His deadweight slumped to the sand, and Darwin used his lifeless body as a stepping-stone to his shocked and shitting-in-their-britches soldiers. I guessed I wasn't much needed as her supposed bodyguard, but I did a clean sweep with my weapons around the quivering idiots to make sure no one got high-and-mighty ideas about becoming a hero. Shehu and his men moved with us.

Darwin launched herself at the lieutenant with her gun at his temple. “Here are your options, sir.” She spat the word with venom that shook her body. Her hand remained steady. “Join up or die on the spot.”

The douche bag shook in his boots for a full ten seconds before capitulating. He gestured his men—his troopers to command now—to follow his deed and decree to the Reformed Corps by removing his Corps insignia and tossing it to the ground.

The arrival of Liz and Linc, Cannon and Nate, Sebastian and Farrow heralded the end of our tête-à-tête. Taking charge with Bas and Farrow beside her, Darwin ordered the defecting troopers toward the barracks, where they'd get the rest of the battalion on board double-time or go another round of dead-dead-dead.

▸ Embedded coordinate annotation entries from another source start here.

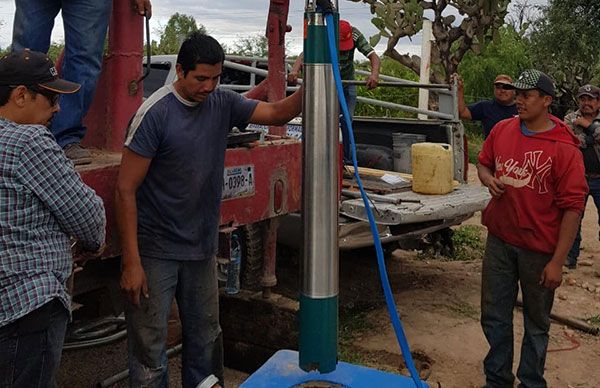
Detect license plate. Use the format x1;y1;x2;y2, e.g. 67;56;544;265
221;165;254;200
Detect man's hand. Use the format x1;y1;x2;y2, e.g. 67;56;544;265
121;264;149;306
132;0;152;18
366;74;379;89
540;260;562;290
481;175;506;198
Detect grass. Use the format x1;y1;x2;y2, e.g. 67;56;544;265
339;308;374;365
465;122;484;164
448;302;480;321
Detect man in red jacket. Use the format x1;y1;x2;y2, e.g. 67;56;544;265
477;70;588;388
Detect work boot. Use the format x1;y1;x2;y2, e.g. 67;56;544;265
63;143;92;166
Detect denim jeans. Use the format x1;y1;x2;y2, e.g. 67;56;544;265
340;85;356;160
125;257;223;388
0;298;69;388
566;178;600;265
481;234;554;388
12;0;112;147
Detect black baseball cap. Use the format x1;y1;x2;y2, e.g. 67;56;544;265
0;49;81;94
504;69;556;97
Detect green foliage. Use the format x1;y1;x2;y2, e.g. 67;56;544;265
447;301;481;321
458;26;532;104
228;34;269;58
350;0;510;83
152;12;206;55
0;42;65;62
585;315;600;327
339;306;373;365
355;58;419;117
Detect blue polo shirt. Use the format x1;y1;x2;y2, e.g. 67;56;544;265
125;85;258;260
468;99;518;138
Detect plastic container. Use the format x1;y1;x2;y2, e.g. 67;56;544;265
225;233;242;295
392;133;427;173
412;143;454;194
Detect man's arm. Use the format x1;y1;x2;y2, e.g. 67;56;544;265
367;51;381;89
288;52;304;84
132;0;152;18
540;210;581;290
450;73;472;120
115;148;152;305
250;86;304;125
17;132;106;251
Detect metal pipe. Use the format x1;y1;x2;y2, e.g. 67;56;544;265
419;19;432;120
299;5;339;373
354;69;451;95
356;97;454;120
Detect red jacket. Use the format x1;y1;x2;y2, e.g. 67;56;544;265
479;116;588;253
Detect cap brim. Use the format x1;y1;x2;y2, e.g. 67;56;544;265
504;81;537;90
38;78;81;94
577;92;598;98
340;38;354;51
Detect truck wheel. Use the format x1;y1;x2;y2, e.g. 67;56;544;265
241;222;263;291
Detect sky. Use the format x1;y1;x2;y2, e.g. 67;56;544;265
0;0;547;59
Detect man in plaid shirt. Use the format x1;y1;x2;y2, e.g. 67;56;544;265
0;50;106;387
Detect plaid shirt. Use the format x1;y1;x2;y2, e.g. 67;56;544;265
0;118;106;327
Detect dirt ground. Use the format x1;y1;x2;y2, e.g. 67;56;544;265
58;169;600;388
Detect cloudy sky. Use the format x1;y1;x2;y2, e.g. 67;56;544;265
0;0;546;59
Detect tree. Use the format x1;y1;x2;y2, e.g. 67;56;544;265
349;0;510;82
355;57;419;117
530;0;600;117
228;34;269;58
152;12;206;54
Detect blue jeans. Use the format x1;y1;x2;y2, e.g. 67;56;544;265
481;234;554;388
125;257;223;388
0;299;69;388
340;85;356;160
566;178;600;265
12;0;112;147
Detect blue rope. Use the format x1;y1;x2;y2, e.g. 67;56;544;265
325;13;423;388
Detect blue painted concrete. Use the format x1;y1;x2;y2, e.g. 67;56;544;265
240;350;429;388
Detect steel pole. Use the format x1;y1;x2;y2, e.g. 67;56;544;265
299;1;339;373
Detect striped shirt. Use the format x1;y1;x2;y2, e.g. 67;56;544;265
340;27;375;79
0;118;106;327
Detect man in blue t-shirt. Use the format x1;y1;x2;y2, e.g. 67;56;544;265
116;32;302;387
452;74;518;138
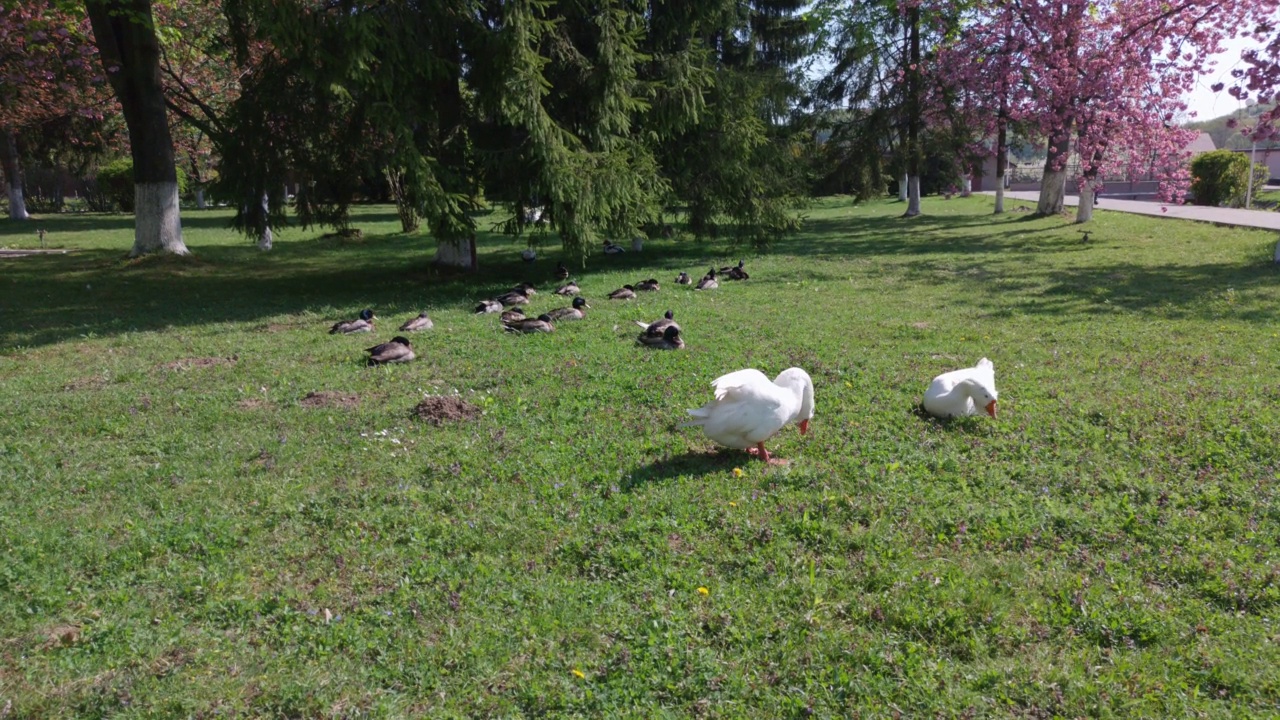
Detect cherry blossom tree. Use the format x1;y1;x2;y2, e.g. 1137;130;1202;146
0;0;109;219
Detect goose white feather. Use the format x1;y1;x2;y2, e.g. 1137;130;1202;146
923;357;998;418
681;368;814;461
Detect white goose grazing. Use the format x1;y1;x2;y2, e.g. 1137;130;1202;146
923;357;997;418
680;368;813;462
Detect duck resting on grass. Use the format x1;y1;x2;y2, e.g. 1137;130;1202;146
502;313;556;333
329;307;378;334
636;325;685;350
680;368;813;464
635;310;680;338
920;357;997;418
401;310;435;332
366;336;415;365
547;297;591;323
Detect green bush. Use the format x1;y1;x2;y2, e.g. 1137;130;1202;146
97;158;187;213
1192;150;1268;208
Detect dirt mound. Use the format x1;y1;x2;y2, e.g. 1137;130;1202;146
160;355;239;370
411;395;480;425
300;389;360;407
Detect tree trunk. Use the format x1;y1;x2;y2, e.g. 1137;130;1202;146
1036;120;1073;215
902;176;920;218
434;237;476;272
995;120;1009;215
1075;178;1097;224
904;5;924;218
0;132;31;220
257;192;271;252
84;0;189;258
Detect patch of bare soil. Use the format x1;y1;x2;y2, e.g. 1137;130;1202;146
160;355;239;370
411;395;480;425
300;389;360;407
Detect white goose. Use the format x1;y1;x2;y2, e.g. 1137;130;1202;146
680;368;813;462
923;357;997;418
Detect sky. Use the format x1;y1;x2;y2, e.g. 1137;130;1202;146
1183;37;1262;120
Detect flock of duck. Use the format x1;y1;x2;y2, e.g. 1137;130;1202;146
329;254;997;462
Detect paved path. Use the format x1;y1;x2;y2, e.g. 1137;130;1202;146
982;191;1280;231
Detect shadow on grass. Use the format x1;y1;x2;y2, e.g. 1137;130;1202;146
621;450;750;492
0;198;1280;351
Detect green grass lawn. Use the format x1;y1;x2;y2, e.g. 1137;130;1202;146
0;197;1280;717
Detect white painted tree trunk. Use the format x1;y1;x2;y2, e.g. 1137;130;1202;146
904;176;920;218
0;132;31;220
1075;178;1094;224
434;238;476;270
8;182;31;220
257;192;271;252
129;181;191;258
1036;168;1066;215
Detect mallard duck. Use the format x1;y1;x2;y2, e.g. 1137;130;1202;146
681;368;813;462
366;336;415;365
401;310;435;332
329;307;378;334
475;300;502;315
721;260;751;281
547;297;591;323
635;310;680;338
636;325;685;350
922;357;997;418
503;313;556;333
494;290;529;307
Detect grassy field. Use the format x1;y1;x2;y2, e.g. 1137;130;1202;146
0;197;1280;717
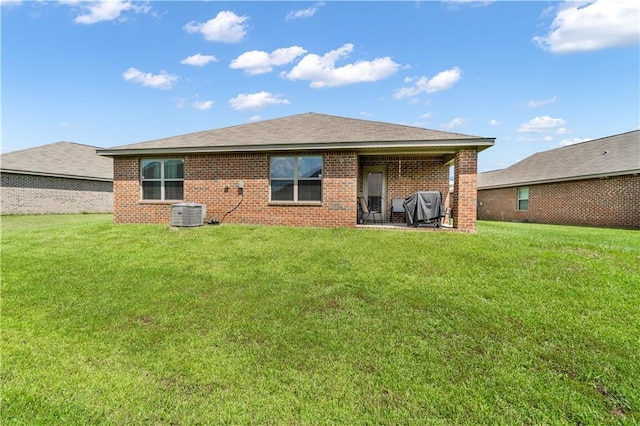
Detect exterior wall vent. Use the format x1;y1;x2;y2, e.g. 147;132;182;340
171;203;207;226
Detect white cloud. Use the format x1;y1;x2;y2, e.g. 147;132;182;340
558;138;591;146
180;53;218;67
191;101;213;111
518;136;553;142
183;10;249;43
281;43;400;89
229;46;307;75
69;0;151;24
284;2;325;20
442;117;467;129
518;115;564;133
122;67;178;89
229;91;289;111
0;0;22;7
393;67;462;99
527;96;558;108
533;0;640;53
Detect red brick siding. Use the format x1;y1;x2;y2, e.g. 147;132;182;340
114;152;358;227
452;149;478;232
0;173;113;214
358;155;449;222
478;175;640;229
114;150;476;231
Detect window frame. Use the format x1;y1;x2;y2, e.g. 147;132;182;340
516;186;529;212
140;158;184;202
269;155;324;204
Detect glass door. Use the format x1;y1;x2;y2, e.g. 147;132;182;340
363;166;387;221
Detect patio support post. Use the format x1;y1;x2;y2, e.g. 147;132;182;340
453;149;478;232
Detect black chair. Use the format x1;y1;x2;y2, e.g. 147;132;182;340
358;195;382;223
391;198;404;223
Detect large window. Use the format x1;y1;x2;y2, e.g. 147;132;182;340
270;156;322;201
141;159;184;200
518;187;529;211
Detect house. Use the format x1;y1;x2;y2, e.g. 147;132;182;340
0;142;113;214
478;130;640;229
98;113;494;232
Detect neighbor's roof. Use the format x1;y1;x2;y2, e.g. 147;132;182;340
0;142;113;181
98;113;494;155
478;130;640;189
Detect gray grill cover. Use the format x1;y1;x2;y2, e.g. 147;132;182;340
403;191;444;226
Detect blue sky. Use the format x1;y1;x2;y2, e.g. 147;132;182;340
1;0;640;171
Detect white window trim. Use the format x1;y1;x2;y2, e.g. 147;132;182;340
140;158;184;201
516;186;530;212
269;155;324;204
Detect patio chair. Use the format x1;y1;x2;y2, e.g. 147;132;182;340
358;195;382;223
391;198;404;223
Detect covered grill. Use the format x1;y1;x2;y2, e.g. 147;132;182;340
403;191;445;228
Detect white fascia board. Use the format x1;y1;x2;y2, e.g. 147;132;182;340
0;169;113;182
96;139;494;157
478;169;640;191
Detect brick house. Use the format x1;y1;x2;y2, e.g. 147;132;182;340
0;142;113;214
98;113;494;232
478;130;640;229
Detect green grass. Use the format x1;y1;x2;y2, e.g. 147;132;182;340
0;215;640;425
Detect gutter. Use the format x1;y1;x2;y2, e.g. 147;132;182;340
96;139;495;157
0;169;113;182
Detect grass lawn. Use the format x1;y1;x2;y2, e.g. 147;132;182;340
0;215;640;425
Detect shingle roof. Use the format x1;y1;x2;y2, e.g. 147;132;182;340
478;130;640;189
0;142;113;180
99;113;494;155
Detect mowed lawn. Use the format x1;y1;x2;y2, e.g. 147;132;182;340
0;215;640;425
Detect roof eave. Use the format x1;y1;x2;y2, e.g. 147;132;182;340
478;169;640;191
0;169;113;182
96;139;495;157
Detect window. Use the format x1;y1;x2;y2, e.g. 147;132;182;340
518;188;529;211
141;159;184;200
270;157;322;201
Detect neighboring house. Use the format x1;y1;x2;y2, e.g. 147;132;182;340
98;113;494;232
478;130;640;229
0;142;113;214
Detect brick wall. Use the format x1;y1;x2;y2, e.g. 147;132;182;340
0;173;113;214
114;150;476;231
358;155;449;222
478;175;640;229
114;152;358;227
452;149;478;232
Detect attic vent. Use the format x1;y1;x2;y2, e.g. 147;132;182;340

Shehu and his men hung close to them, tightening the feeling of Freelanders and Revolutionaries with one specific goal: to unite in the fight for freedom.

Left beside the idling truck, I huddled with the people I'd made this journey with. They ignored me to take a closer gander at the infected civilians who were aimlessly wandering. To say my comrades were visibly unsettled was an understatement.

“What now?” Linc asked.

“We can't let them spread the disease.” Liz popped her knuckles one by one.

“We have to kill them.” As soon as the words left my mouth, I felt my knees buckle, but I managed to remain on my feet.

“That's drastic.” Nathaniel slipped a hand through his hair.

“So's your fucking father,” I replied. “Do you think I take this decision lightly? Do you think I will sleep in peace ever again if we do this? There's no other choice.”

“Kill the few to save the thousands?” For the first time, Cannon looked unsure.

“They have to die,” Linc whispered.

Whipping toward her husband, Liz hissed, “That's a bit fucking cavalier!”

“Why are you surprised? You know what I am, what I've done.” Linc grabbed Liz's shoulders. “You said yourself we can't let the infection get out.”

“I didn't mean we had to murder them.”

“If it were Leon?” Nathaniel looked at me, his voice cutting through the maelstrom of emotion. “Would you decide the same?”

If it were Leon…My heart stopped. I swayed because I'd closed my eyes and lost that one compass point to all this endless misery. If he had to die, I would be right behind him. Very few got second chances at life. No one, least of all me, deserved a third. I would honor our…love…and go at peace to be with him forever.

“If he dies, I die.”

“What about the cure?” Liz spun toward me. “Raine has it ready.”

“It's too late, Liz. It's too fucking late for that.” Linc hooked her chin so she focused on the infected. “These people are gone.”

“There's not enough time, even if it works,” I said. “We have to replicate it, and they're already in the advanced stages.” The sense of my argument didn't make the reality of what we had to do any easier.

I watched a tear slip down Liz's cheek. I felt as helpless as the people whose fate we were about to decide.

One of the infected approached us.

“Do it. Kill me.” The black-haired woman appeared wraith-like before me. Her skin was nothing more than thin parchment over bleached bone. “I don't want to be responsible for”—her bone-rattling cough full of phlegm bent her in two before she straightened—“the deaths of others.”